Mengaku Salah Belum Tentu Kalah

Dahulu kala ada sebuah cerita: di gunung ada dua kuil biarawan Buddha, bhiksu di kuil A kerap bertengkar, saling bermusuhan, dan hidup sengsara. Sebaliknya bhiksu di kuil B ramah tamah, setiap orang selalu diiringi dengan senyum di wajah dan hidup bahagia. Karenanya, kepala biara kuil A menjadi penasaran lalu datang minta petunjuk bhiksu dari kuil B. “Mengapa kalian bisa menjaga suasana gembira selamanya dalam biara?” Bhiksu dari kuil B menjawab, “Sebab kami kerap melakukan kesalahan.”

Di kala ketua dari kuil A merasa bingung, tiba-tiba ia melihat seorang bhiksu pulang tergesa-gesa, dan karena tidak hati-hati ia terpeleset saat masuk ke aula, bhiksu yang tengah membersihkan lantai segera menghampiri, dan membantunya berdiri sambil berkata, “Ini salahku, pel lantainya terlalu basah!” bhiksu yang berdiri di depan pintu juga ikut masuk dan dengan nada menyesal berkata: “Ini salahku, tidak memberitahumu kalau lantainya sedang dipel.” Bhiksu yang dibantu berdiri dengan perasaan bersalah dan menyalahkan dirinya itu berkata, “Tidak!
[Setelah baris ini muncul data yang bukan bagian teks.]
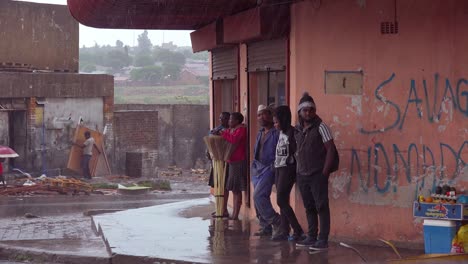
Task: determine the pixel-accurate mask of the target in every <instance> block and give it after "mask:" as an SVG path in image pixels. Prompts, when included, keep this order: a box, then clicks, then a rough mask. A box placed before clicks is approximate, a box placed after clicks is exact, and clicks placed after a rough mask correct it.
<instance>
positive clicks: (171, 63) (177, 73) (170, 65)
mask: <svg viewBox="0 0 468 264" xmlns="http://www.w3.org/2000/svg"><path fill="white" fill-rule="evenodd" d="M181 71H182V65H179V64H174V63H163V75H164V78H168V79H171V80H177V79H179V77H180V72H181Z"/></svg>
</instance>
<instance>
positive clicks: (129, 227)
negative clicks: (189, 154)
mask: <svg viewBox="0 0 468 264" xmlns="http://www.w3.org/2000/svg"><path fill="white" fill-rule="evenodd" d="M213 208H214V205H213V203H212V202H211V201H210V200H209V199H208V198H205V199H196V200H190V201H184V202H177V203H171V204H165V205H160V206H153V207H147V208H140V209H133V210H127V211H121V212H116V213H111V214H105V215H98V216H94V217H93V221H94V223H95V224H96V228H97V229H100V232H101V233H102V235H103V237H104V239H105V240H106V241H107V243H108V246H109V249H110V250H111V251H112V254H114V255H116V256H118V255H124V256H141V257H143V256H144V257H146V258H148V257H149V258H151V259H152V261H153V262H138V263H156V262H157V261H158V262H164V261H167V260H170V261H171V262H170V263H172V261H175V262H182V263H185V262H187V263H364V260H363V259H362V258H361V257H360V256H359V255H358V254H356V253H355V252H354V251H352V250H350V249H347V248H344V247H342V246H339V245H338V244H336V243H330V247H329V250H327V251H325V252H314V251H310V250H308V249H301V248H296V246H295V244H294V243H292V242H288V241H282V242H274V241H271V240H270V239H269V238H259V237H255V236H253V235H252V234H253V233H254V232H255V231H256V230H257V229H258V226H257V224H256V222H255V221H247V220H243V221H227V220H212V219H211V218H209V217H207V216H209V215H210V213H211V211H212V210H213ZM353 246H355V247H356V248H357V249H358V250H359V251H360V252H361V254H362V255H363V257H364V258H365V259H366V260H367V261H368V262H369V263H381V262H385V261H386V260H390V259H396V258H397V256H396V255H395V253H394V252H393V251H392V249H391V248H389V247H372V246H363V245H353ZM400 254H401V255H402V256H403V257H408V256H415V255H421V254H423V252H422V251H420V250H405V249H401V250H400ZM129 263H130V262H129ZM135 263H137V262H135Z"/></svg>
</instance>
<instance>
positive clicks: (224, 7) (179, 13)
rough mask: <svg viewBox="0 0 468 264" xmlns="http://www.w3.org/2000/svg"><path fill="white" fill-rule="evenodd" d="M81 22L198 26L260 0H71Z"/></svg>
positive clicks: (159, 25) (177, 25)
mask: <svg viewBox="0 0 468 264" xmlns="http://www.w3.org/2000/svg"><path fill="white" fill-rule="evenodd" d="M270 1H271V0H270ZM67 2H68V8H69V9H70V12H71V14H72V15H73V16H74V17H75V19H76V20H78V21H79V22H80V23H82V24H84V25H86V26H90V27H97V28H128V29H185V30H194V29H198V28H200V27H202V26H204V25H208V24H210V23H212V22H214V21H215V20H217V19H219V18H221V17H223V16H227V15H231V14H234V13H237V12H240V11H243V10H247V9H249V8H253V7H255V6H256V5H257V1H256V0H67Z"/></svg>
Tidak! Ini salahku, saya sendiri yang tidak berhati-hati!” Kepala biara dari kuil A yang minta petunjuk menyaksikan pemandangan itu, melihat itu ia pun mengerti, dan sudah tahu jawabannya.
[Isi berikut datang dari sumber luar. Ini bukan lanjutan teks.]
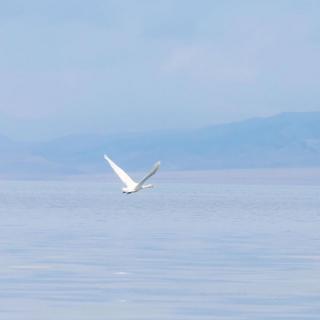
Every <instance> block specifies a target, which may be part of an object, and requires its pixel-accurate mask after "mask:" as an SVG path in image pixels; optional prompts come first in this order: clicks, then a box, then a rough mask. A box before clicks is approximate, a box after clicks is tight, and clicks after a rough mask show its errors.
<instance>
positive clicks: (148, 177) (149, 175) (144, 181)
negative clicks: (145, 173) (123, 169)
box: [138, 161, 160, 186]
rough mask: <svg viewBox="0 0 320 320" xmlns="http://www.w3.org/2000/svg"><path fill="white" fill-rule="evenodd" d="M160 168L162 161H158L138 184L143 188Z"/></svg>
mask: <svg viewBox="0 0 320 320" xmlns="http://www.w3.org/2000/svg"><path fill="white" fill-rule="evenodd" d="M159 168H160V161H158V162H157V163H156V164H155V165H154V167H153V168H152V170H151V171H150V172H149V173H148V174H147V175H146V176H145V177H144V178H143V179H142V180H141V181H140V182H139V183H138V185H139V186H142V185H143V184H144V183H145V182H146V181H147V180H148V179H149V178H150V177H151V176H153V175H154V174H155V173H156V172H157V171H158V170H159Z"/></svg>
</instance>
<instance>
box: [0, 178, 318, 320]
mask: <svg viewBox="0 0 320 320" xmlns="http://www.w3.org/2000/svg"><path fill="white" fill-rule="evenodd" d="M119 190H120V189H119V185H111V184H106V183H102V182H83V181H82V182H79V181H77V182H70V181H69V182H61V181H59V182H2V183H1V184H0V216H1V224H0V254H1V260H0V285H1V290H0V319H5V320H12V319H15V320H20V319H23V320H29V319H30V320H38V319H39V320H40V319H41V320H46V319H59V320H73V319H74V320H76V319H77V320H78V319H88V320H89V319H90V320H95V319H115V320H120V319H128V320H133V319H135V320H144V319H145V320H147V319H148V320H150V319H152V320H158V319H159V320H160V319H161V320H166V319H168V320H169V319H170V320H188V319H197V320H198V319H210V320H212V319H237V320H239V319H257V320H261V319H268V320H269V319H277V320H278V319H293V318H294V319H319V314H320V303H319V302H320V272H319V270H320V187H319V186H310V185H309V186H281V185H275V186H273V185H267V186H262V185H260V186H258V185H257V186H255V185H243V186H241V185H209V184H195V183H193V184H189V185H188V184H185V183H183V184H179V183H174V184H158V185H157V188H156V189H154V190H146V191H145V192H140V193H137V194H134V195H131V196H125V195H123V194H121V193H120V191H119Z"/></svg>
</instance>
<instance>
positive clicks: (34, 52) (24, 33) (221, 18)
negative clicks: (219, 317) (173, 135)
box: [0, 0, 320, 139]
mask: <svg viewBox="0 0 320 320" xmlns="http://www.w3.org/2000/svg"><path fill="white" fill-rule="evenodd" d="M319 17H320V1H317V0H315V1H311V0H310V1H308V0H304V1H298V0H297V1H294V0H288V1H286V0H275V1H271V0H264V1H263V0H261V1H257V0H252V1H238V0H235V1H231V0H230V1H228V0H225V1H222V0H219V1H214V0H198V1H185V0H161V1H156V0H136V1H134V0H90V1H84V0H66V1H57V0H52V1H50V0H47V1H46V0H28V1H26V0H20V1H19V0H10V1H9V0H7V1H1V2H0V43H1V50H0V70H1V72H0V85H1V90H0V133H4V134H7V135H9V136H11V137H14V138H25V139H34V138H37V139H45V138H48V137H54V136H61V135H65V134H70V133H81V132H82V133H87V132H92V133H96V132H98V133H108V132H123V131H126V132H128V131H137V130H139V131H143V130H152V129H160V128H188V127H201V126H205V125H209V124H213V123H217V122H226V121H233V120H239V119H243V118H247V117H252V116H261V115H263V116H264V115H272V114H275V113H278V112H282V111H309V110H310V111H311V110H313V111H317V110H318V111H320V103H319V98H320V76H319V75H320V18H319Z"/></svg>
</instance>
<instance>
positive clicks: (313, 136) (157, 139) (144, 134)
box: [0, 112, 320, 176]
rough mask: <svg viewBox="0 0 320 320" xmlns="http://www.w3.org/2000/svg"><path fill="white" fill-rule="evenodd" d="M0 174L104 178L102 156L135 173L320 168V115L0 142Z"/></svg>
mask: <svg viewBox="0 0 320 320" xmlns="http://www.w3.org/2000/svg"><path fill="white" fill-rule="evenodd" d="M0 151H2V154H5V156H4V157H2V159H1V160H0V173H1V175H2V176H4V175H8V176H10V175H12V174H13V175H17V176H19V175H33V174H35V175H46V174H51V175H56V174H61V175H64V174H78V173H99V172H106V171H107V168H106V164H105V163H104V160H103V154H104V153H106V154H109V155H110V156H111V157H112V158H113V159H114V160H115V161H116V162H118V163H119V164H121V165H123V166H124V167H126V168H128V169H132V170H139V169H145V168H146V167H148V166H151V165H152V164H153V162H155V161H156V160H159V159H160V160H161V161H162V164H163V168H164V169H174V170H187V169H192V170H199V169H225V168H276V167H317V166H318V167H319V166H320V112H308V113H283V114H279V115H276V116H273V117H269V118H253V119H249V120H245V121H241V122H234V123H228V124H220V125H213V126H210V127H206V128H203V129H197V130H185V131H172V132H169V131H166V132H151V133H150V132H147V133H135V134H123V135H114V136H103V135H71V136H66V137H62V138H59V139H54V140H51V141H47V142H43V143H34V144H32V143H31V144H28V145H25V144H19V143H16V142H13V141H11V140H9V139H7V138H6V137H1V136H0Z"/></svg>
Kadang-kadang, demi melindungi diri sendiri dan mengelakkan tanggung jawab lalu bertengkar dengan orang lain. Mengaku salah itu belum tentu kalah, sebab dengan mengaku salah bukan saja bisa mengekspresikan tempaan individu, mengintrospeksi diri memberi dorongan semangat, bahkan bisa mengubah kekerasan menjadi kedamaian. Jika terjadi bentrokan antara teman, dan salah satu pihak lebih dulu mengaku salah, maka api peperangan pasti akan mereda separuh.

Dalam sepanjang hidup manusia, selalu akan memerankan berbagai peran yang tidak sama. Dalam keluarga, ketika budi pekerti anak-anak buruk, kita semestinya introspeksi diri apakah belum sepenuhnya menjalankan kewajiban mendidik mereka. Di kantor, ketika prestasi kerja bawahan tidak memuaskan, kita seyogyanya introspeksi diri apakah terjadi masalah dalam hal memberikan bimbingan atau pengelolaan. Di masyarakat, ketika semua orang menyalahkan buruknya lingkungan, kita semestinya introspeksi diri apakah kita sendirilah yang justru merusak lingkungan itu.
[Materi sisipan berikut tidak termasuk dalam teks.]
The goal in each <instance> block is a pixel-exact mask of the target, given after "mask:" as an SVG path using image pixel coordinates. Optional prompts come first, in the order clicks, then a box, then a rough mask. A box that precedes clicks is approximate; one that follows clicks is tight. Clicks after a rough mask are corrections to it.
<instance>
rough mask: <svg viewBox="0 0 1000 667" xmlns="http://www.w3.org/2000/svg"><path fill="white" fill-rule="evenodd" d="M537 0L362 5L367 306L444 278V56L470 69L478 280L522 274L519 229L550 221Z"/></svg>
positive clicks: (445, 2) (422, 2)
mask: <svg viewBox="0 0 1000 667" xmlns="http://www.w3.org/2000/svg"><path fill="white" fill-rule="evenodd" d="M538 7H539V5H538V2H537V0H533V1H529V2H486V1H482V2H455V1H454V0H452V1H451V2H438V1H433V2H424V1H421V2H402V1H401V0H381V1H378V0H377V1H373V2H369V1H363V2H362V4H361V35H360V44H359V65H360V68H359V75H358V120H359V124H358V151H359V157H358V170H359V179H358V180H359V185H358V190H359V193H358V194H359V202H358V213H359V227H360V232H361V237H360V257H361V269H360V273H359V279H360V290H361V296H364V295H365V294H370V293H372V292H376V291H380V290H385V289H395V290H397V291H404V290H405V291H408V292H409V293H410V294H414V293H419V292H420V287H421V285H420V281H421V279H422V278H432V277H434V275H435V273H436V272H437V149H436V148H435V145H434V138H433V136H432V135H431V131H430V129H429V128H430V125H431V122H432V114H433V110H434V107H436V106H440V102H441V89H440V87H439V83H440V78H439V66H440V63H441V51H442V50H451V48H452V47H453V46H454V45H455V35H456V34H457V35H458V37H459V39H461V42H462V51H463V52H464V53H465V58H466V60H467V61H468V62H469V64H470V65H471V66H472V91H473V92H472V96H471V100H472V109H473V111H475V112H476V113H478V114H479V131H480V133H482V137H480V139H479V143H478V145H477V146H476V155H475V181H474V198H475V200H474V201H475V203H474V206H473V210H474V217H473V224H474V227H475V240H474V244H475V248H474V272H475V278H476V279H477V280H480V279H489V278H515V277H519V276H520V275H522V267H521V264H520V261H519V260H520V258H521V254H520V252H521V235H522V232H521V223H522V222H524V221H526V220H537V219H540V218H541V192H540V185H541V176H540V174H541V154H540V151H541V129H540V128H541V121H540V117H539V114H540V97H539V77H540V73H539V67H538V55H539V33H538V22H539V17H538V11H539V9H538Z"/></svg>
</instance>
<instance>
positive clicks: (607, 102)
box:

Anda dan saya yang tidak berarti ini mungkin tidak mampu berbuat apa-apa membalikkan jalannya peristiwa dunia, namun jika setiap jiwa dan individu bisa membina keberanian mengakui kesalahan, sikap yang bertanggung jawab terhadap perilakku induvidu, maka kedamaian dan kebahagiaan dalam sanubari itu akan terus tersebar luas.